Due modi di affrontare un problema e risolverlo. Due decisioni comunque sofferte.
Dopo 6 o 7 anni arriva la cartolina a casa della prof. “C’era scritto “Ce l’ho fatta!” - ha raccontato commosso Grasso “subito dopo il diploma il giovane era scappato di casa, si era trasferito al Nord dove si era mantenuto agli studi lavorando onestamente. Laureatosi in ingegneria fu assunto da una multinazionale Italo-Svizzera”.
Oggi Grasso ha dato una lezione a tutti. Non solo agli studenti. Ha ribadito con forza e gentilezza che nella vita è importante seguire i valori veri, svolgere il proprio dovere. “La Lotta alla criminalità” ha spiegato Grasso “non va delegata solo alle forze di Polizia e ai magistrati, ognuno deve fare il proprio dovere, avere il senso dello Stato e obbedire alla propria coscienza. Falcone e Borsellino e gli altri servitori dello Stato morti mentre svolgevano il proprio dovere non vanno visti come eroi, erano eccezionali per il loro impegno ma vanno considerati modelli da imitate e non eroi. È questa la vera Rivoluzione morale e etica”.
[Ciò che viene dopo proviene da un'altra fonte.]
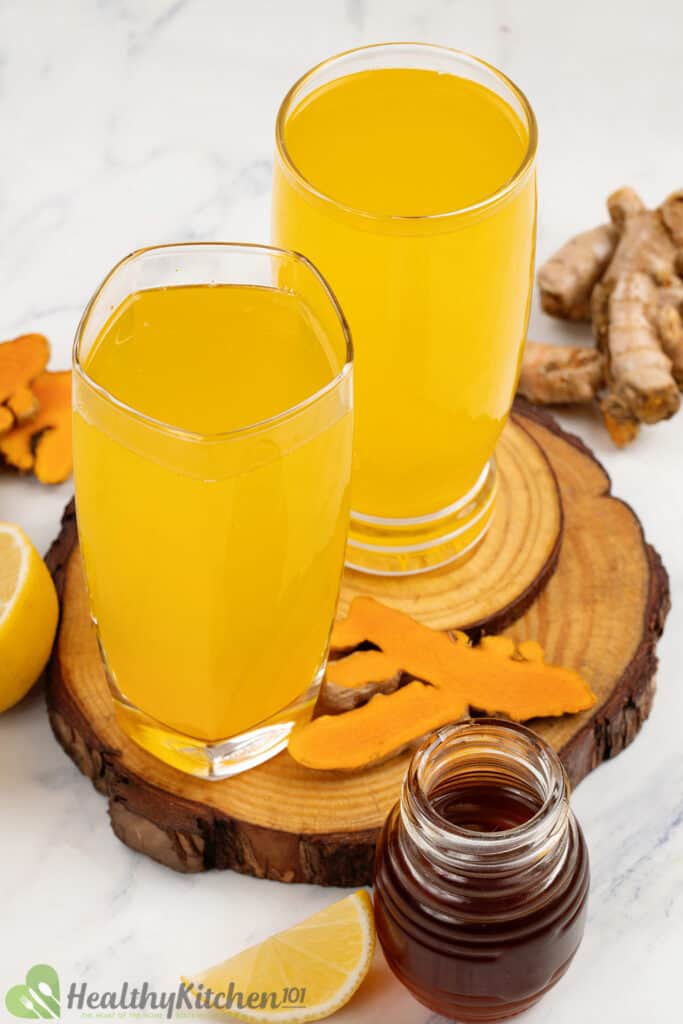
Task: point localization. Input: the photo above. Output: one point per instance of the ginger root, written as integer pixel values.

E non è mancato un ricordo ad Antonino Caponnetto il Magistrato che guidò il pool antimafia in cui lavoravano anche Falcone e Borsellino. “Stavo entrando nell’aula bunker del tribunale di Palermo per il maxi processo dove ero giudice a latere” ha concluso Grasso “Caponetto mi si avvicinò, mi accarezzò una guancia e mi disse “fatti forza ragazzo, schiena dritta, Testa alta e segui la voce della coscienza”.-
E poi il lungo applauso degli studenti.